Let’s make it a bit more complicated. Suppose there is a module red6/paypal in version 1.0.1, which needs red6/payment in version 1.7.0, and a module red6/paydirekt in version 1.3.0, which needs red6/payment in version 1.6.3. So far , there’s no problem; both modules can use the specified version of red6/payment, one module 1.7.0 and the other module 1.6.3. But what if we start a new project red6/checkout that uses both red6/paypal in version 1.0.1 and red6/paydirekt in version 1.3.0?
The import path of red6/payment in versions 1.6.3 and 1.7.0 is the same, so the build cannot use both versions, but must decide for one. So nothing is fixed: Go modules cannot use the specified version of red6/payment for both modules. To decide this, semantic versioning is used again. This leads to deciding on version 1.7.0, because both can work with it. Version 1.7.0 for the red6/payment package will then also be written into the go.sum of the new red6/checkout project. This will be checked in again, so that the build can also be repeated in the future.
Main commands for Go modules
Go modules brings more commands to make dependencies easier to manage.
go get -u, all dependencies can be updated as usual. The new variant is
go get -u=patch, which upgrades all dependencies to the latest patch version.
go mod init
This command initializes a module in the current directory. If the current directory is available, the module path is initialized with the current path in the
GOPATH. Optionally, a module path can be specified via
go mod init red6/newmod.
go mod tidy
This command resets the module configuration to the source code. Dependencies that are no longer needed are removed, transitive dependencies are updated and cleaned up.
go mod graph
go mod graph displays the dependency graph on the command line. Graphical tools will follow.
Minimal version selection is simple and understandable, but new and very different from Rust’s cargo or Ruby’s bundler. Minimal Version Selection serves the principle of repetition. The principle of repetition means that the result of a build of a certain version must never change. A build must therefore always be repeatable and produce the same result, regardless of whether it is done today or in a year’s time. This provides stability and reliability in development. The Go team and Russ Cox in particular have put a lot of work into this concept. Cox has analyzed, collected data, compared algorithms, and tried many option. Cox’s blog entries on various aspects of Go modules are very extensive and an absolute must for anyone who wants to know more about this topic.
There remains one last principle of Go modules: cooperation.We all have to maintain the ecosystem of the Go packages together.
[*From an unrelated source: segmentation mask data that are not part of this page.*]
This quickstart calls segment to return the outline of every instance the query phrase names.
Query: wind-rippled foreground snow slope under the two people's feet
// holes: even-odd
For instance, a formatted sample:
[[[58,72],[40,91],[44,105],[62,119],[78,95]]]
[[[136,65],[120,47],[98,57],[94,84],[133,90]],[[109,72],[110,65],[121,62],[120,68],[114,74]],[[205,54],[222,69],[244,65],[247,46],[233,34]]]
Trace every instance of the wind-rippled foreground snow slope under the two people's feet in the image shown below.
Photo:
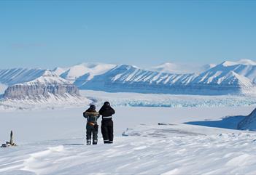
[[[182,124],[139,126],[131,132],[126,131],[126,137],[116,137],[113,145],[104,145],[100,140],[98,145],[88,147],[81,145],[79,138],[1,149],[0,173],[256,173],[255,133],[225,129],[211,131],[202,126],[193,126],[194,132],[190,132],[187,131],[189,128]],[[200,133],[204,130],[200,128],[206,128],[206,133],[212,134]],[[217,134],[223,132],[225,134]]]

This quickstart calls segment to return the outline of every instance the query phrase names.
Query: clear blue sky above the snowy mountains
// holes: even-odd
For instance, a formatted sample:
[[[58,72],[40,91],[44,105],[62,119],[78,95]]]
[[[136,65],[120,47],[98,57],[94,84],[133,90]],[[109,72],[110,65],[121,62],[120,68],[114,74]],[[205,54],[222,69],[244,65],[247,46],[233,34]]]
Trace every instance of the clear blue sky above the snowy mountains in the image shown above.
[[[0,1],[0,68],[255,60],[256,1]]]

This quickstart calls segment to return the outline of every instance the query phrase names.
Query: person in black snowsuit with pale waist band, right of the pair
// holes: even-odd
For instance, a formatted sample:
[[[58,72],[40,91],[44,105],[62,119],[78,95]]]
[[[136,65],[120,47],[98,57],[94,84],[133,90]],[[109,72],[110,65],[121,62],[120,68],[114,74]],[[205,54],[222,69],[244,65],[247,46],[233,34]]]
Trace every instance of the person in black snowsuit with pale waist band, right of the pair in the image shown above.
[[[101,133],[105,144],[112,144],[114,139],[112,115],[115,110],[110,106],[109,102],[104,102],[104,105],[98,111],[102,115]]]

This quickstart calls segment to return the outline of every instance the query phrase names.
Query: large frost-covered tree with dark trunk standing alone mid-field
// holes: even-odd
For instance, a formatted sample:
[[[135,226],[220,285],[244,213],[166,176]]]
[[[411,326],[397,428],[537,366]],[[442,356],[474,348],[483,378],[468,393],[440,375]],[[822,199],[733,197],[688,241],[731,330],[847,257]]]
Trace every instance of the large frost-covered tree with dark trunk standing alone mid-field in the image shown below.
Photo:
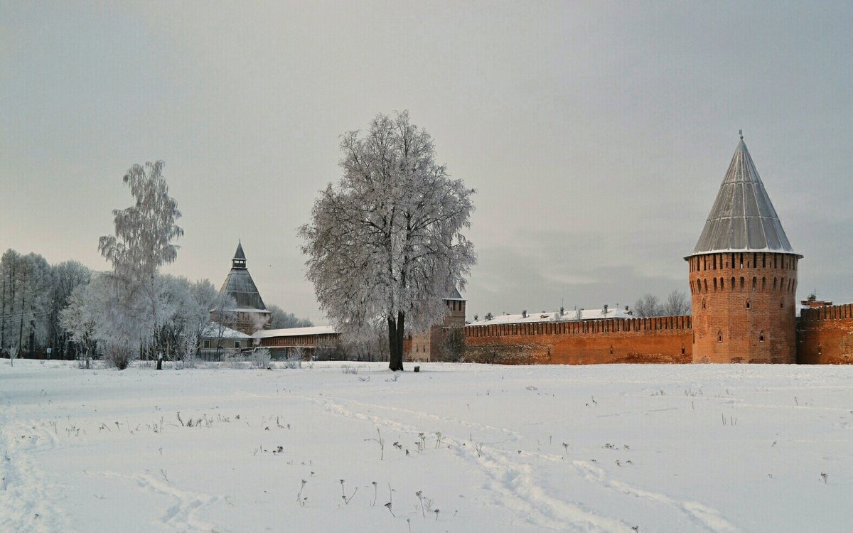
[[[402,370],[406,327],[440,322],[443,298],[464,287],[476,263],[462,234],[473,189],[436,163],[432,137],[408,112],[378,115],[364,135],[346,133],[340,148],[343,177],[299,229],[308,279],[342,333],[385,322],[389,368]]]

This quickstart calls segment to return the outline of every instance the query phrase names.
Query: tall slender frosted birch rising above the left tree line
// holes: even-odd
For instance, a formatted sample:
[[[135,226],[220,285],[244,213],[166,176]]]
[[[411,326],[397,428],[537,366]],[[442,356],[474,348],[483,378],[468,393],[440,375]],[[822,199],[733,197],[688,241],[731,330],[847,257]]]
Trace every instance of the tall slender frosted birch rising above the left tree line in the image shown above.
[[[109,306],[113,334],[108,345],[122,357],[139,346],[146,356],[154,356],[154,333],[168,314],[159,305],[157,273],[177,258],[178,246],[172,241],[183,235],[183,229],[177,226],[181,211],[169,196],[163,166],[163,161],[131,166],[124,182],[135,204],[114,210],[115,235],[98,241],[98,250],[113,265]]]

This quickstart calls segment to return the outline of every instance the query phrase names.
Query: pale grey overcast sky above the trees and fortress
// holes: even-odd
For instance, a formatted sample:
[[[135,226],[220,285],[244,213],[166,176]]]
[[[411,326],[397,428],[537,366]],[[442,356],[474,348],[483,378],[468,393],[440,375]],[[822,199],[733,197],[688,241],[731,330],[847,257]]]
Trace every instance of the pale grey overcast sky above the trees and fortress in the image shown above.
[[[742,128],[804,297],[853,301],[853,8],[768,3],[0,3],[0,248],[107,264],[165,159],[166,271],[324,323],[296,228],[339,135],[409,109],[476,188],[468,316],[688,289]]]

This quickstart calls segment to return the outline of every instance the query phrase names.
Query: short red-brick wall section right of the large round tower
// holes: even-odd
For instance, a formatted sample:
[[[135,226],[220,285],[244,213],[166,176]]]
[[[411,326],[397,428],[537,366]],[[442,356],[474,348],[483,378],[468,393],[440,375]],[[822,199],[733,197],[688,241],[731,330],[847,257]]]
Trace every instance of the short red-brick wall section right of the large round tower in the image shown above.
[[[797,362],[853,363],[853,304],[800,311],[797,320]]]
The community cannot and should not avoid agreeing on tools without full cooperation from the entire Go community. We are the community, so we tasked with it making it better. Besides the Go language itself, the package ecosystem is the most important factor for Go’s success.
In time, we will see whether the experiment of the Go modules is successful. However, what’s important is the feedback from the community. We must tell the Go team what works well and what’s missing. Then, Go modules will become a success and will be adopted into Go 1.12 as a standard tool. Dependency management is one of the most important challenges for Go, according to the results of the Go Survey 2017, so solving this issue has important ramifications. For Go 2, there are still enough exciting topics for debate like generics and error handling.